2016 Championship Run Prepared 2018 Villanova for Its Final Four Moment


SAN ANTONIO – Near the end of the media’s incursion during the 35-minute open locker room session, an assistant coach reminded Villanova’s players that it was time to take the court for Friday’s Final Four practice.

“Turn off the phones, get focused. Time to get connected to each other.”

Connectivity is a major component in daily life but the ties that bind Villanova are especially important.

Starting with Saturday’s semifinal against fellow No. 1 seed Kansas, the Wildcats will try to win their second national championship in the last three seasons. The 2016 title team will be forever remember for Kris Jenkins’ game-winning 3-point and the sub-zero cool of coach Jay Wright, whose one-word play-by-play – “bang” – as the play unfolded just added to the legend.

Two years later, starters Jalen Brunson and Phil Booth don’t’ have to “act like they’ve been there.” The junior guards were playing supporting roles in 2016 and they’ve tried to instill a similar mindset to this year’s team that has experience despite no starters who contribute.
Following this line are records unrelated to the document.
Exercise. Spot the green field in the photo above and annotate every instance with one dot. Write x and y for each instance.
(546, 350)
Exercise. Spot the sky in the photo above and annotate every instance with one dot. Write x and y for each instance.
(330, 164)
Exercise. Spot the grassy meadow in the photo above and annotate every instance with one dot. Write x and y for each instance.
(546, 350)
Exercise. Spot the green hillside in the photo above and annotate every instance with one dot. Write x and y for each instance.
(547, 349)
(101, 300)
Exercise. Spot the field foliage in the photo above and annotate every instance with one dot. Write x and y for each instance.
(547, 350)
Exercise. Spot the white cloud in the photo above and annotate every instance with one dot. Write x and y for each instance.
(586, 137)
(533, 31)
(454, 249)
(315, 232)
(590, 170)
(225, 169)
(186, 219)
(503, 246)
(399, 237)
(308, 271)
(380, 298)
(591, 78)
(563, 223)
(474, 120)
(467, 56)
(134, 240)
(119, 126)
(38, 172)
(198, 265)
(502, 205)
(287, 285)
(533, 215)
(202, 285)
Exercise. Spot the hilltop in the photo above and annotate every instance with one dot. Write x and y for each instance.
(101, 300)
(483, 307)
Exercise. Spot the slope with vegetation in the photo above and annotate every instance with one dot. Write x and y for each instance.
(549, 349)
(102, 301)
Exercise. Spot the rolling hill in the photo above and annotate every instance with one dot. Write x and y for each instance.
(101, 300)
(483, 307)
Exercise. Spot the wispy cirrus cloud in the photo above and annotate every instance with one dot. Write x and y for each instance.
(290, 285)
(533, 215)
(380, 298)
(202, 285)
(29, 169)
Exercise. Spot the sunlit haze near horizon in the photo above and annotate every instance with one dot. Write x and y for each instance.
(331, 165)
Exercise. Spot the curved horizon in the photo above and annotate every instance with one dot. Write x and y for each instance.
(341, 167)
“Throughout the time that coach Wright has been here he’s preached about worrying about what goes on between the lines,” said Brunson, who picked up his second national player of the year Friday when he was named the USBWA Oscar Robertson Award. “I think this team has been focused like the 2016 team in terms of not letting the outside stuff bother us. It’s all about 94 by 50 (feet).”

Brunson said he’s tried to counsel the younger players who weren’t involved with the team two years ago about dealing with the myriad distractions that come with playing on the final weekend. Booth said one thing the rookies will have trouble acclimating to is playing in a stadium venue.

“Two years ago, walking into (NRG Stadium) in Houston, I had trouble getting over how big it was,” Booth said. “Now I’m used to it but when you come out for the game, the huge crowd, being on that elevated stage, the atmosphere, the hotels, seeing your face plastered on walls – it was something I had never experienced.”

Over the last four seasons, Villanova has set an NCAA record with 134 victories and needs one more victory to equal the school record of 35 set in 2015-16. What the Wildcats have accomplished ends any talk that Wright is an empty (if extremely elegant) suit. And the coach sees elements in this season’s team that remind him of 2016.

“To get this far, all the teams that are here, you have a laser focus, you have an ability to prepare for different opponents,” he said Friday. “If you don’t, someone’s going to catch you along the way. And it really has to be at a high level. This group reminds me of our group in ’16 in that way. And I feel like we’re getting better as the season goes on, even at this time of year. And that’s something that’s similar to our team in ’16.”

Villanova tops KenPom.com’s offensive efficiency rankings and the Wildcats average 86.6 points per game and outscore opponents by 16 a game. They average 11.5 threes per game and five players have made 50 or more 3-pointers. For most of the season, Villanova could rely on the fact it could outscore anyone.

“Coach has been on us all season about playing better defense,” Booth said. “There were some games where we might be up 20 and knew we were gonna win but we’d kinda slack off on defense. We had to come around to the idea that if wanted to win a championship, our defense needed to improve.”

And that’s the improvement Wright mentioned. Since losing to Creighton, 89-83 in overtime on Feb. 24, Villanova has won its last nine games. During that stretch, opponents are shooting 39.4 percent from the field (in the macro, foes made 42.7 percent of their shots for the season.) In four NCAA Tournament victories, the Wildcats are allowing 36.7 percent shooting from the field and an icy 27.3 percent from three.

“No matter how many years you’re in coaching you continue to learn from your players,” Wright said. “This group taught me to never give in on the ability to improve defensively. They were so efficient offensively and they picked up so many things we were teaching offensively that I thought it might be really tough to get them to be a good defensive team. I almost thought, all right, we’ve never had a team this good offensively. So, you just can’t get them to be good defensively.

“But they stuck with it and they’re becoming one of our best defensive teams, which I never would have thought midway through the season. But these guys taught me a lot. And I’m really proud of their commitment.”

Two years ago, Villanova beat top-seeded Kansas in the regional final. One step farther along in the bracket, the teams meet again. The Jayhawks are averaging 81.4 a game so the scoreboard operator will need to be nimble.

“In terms of trusting each other on defense, having a belief in each other, there are similarities between this team and the championship team,” said Booth, who scored 20 points off the bench against North Carolina and would have been the most outstanding player if not for Jenkins’ shot. “This team is connected like that one was.”